Updated: 2014-12-12 07:09

BEIJING - China will strive to keep economic growth and policies steady in 2015 and adapt to the "new normal" of slower speed but higher quality, said a statement released after a crucial economic policy meeting concluded on Thursday.

The Central Economic Work Conference saw Chinese leaders and senior officials sketching out the government's guiding economic policies and priorities for the country for the next year.

Continuity and stability are key to macroeconomic policies. "The proactive fiscal policy should be stronger and the prudent monetary policy should be more focused on striking a proper balance between being tight and loose," according to the statement.

To reach the 2015 goals, the leaders also vowed to accelerate reforms, further open up economy, encourage innovation, upgrade agriculture, enhance regional integration, and improve low-income people's life.

The meeting is especially crucial after something of a rocky year.
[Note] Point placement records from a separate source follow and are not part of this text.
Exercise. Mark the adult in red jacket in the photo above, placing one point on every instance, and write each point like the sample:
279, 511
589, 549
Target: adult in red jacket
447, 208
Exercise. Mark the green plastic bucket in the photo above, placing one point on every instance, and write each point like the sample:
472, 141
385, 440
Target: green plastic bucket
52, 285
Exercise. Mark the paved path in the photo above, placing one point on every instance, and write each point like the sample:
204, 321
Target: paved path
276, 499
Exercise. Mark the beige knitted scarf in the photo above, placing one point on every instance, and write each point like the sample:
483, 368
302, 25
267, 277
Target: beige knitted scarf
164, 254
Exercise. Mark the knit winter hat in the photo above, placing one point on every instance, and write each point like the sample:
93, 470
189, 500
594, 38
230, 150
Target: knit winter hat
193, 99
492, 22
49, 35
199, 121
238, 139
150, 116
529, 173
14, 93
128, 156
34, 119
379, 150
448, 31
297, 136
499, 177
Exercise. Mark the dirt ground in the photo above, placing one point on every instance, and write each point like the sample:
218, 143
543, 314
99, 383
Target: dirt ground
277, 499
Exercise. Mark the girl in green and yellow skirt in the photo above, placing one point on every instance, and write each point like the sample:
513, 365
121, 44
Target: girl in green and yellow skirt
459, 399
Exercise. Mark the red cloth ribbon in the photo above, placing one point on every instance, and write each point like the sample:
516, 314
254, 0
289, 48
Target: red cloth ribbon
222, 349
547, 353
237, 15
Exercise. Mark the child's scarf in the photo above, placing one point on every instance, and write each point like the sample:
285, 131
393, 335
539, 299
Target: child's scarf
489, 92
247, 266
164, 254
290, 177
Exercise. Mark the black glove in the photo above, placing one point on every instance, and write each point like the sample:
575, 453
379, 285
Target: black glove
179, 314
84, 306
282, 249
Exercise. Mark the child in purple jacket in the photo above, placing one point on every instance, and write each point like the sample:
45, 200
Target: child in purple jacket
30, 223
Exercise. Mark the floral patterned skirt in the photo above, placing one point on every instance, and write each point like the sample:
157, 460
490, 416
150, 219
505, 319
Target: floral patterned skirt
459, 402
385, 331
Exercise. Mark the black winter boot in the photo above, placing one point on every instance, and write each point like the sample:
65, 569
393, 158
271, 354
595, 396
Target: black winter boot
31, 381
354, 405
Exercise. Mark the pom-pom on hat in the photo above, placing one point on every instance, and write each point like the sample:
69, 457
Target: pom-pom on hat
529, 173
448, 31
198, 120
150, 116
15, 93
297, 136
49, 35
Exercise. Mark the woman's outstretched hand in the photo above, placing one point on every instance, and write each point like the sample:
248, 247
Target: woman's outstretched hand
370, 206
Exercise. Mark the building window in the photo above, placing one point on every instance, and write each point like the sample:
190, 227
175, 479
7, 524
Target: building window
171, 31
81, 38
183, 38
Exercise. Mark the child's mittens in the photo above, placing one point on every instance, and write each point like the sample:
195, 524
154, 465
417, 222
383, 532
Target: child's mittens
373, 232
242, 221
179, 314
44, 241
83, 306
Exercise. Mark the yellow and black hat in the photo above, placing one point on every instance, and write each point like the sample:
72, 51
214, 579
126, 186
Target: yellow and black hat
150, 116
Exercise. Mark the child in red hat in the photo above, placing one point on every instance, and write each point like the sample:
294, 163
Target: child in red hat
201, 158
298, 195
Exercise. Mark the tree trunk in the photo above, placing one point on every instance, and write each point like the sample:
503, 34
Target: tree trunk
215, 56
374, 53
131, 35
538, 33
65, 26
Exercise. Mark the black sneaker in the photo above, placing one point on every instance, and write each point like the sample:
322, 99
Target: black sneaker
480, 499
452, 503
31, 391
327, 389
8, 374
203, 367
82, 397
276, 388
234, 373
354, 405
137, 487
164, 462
In the third quarter, growth slid to a low not seen since the 2008/2009 global financial crisis, dragged down by a housing slowdown, softening domestic demand and unsteady exports.


At the meeting, the leaders including President Xi Jinping and Premier Li Keqiang stressed that the economy still faces many challenges and "relatively big" downward pressures such as increasing difficulties for businesses and the emergence of economic risks.

Although the risks are generally within control, it will take a while for China to gradually dissolve them, the statement said.

However, the leaders reassured the market that China can deliver its social and economic goals for 2014 "relatively well", with the economy staying within a reasonable range.

The government set an annual economic growth target of about 7.5 percent for 2014 in March during the parliamentary sessions.

The statement fell short of setting a target for 2015, which is usually made public in March, but said the authorities will be "reasonable" in setting such goals.

Zhang Zhanbin, a research fellow at the Chinese Academy of Governance, told Xinhua that moderate adjustment of economic growth targets can leave more room for reforms.

"For a target which is relatively high, even if it can be achieved through hard work, but it is not good for other work as it stretched too much," Zhang said.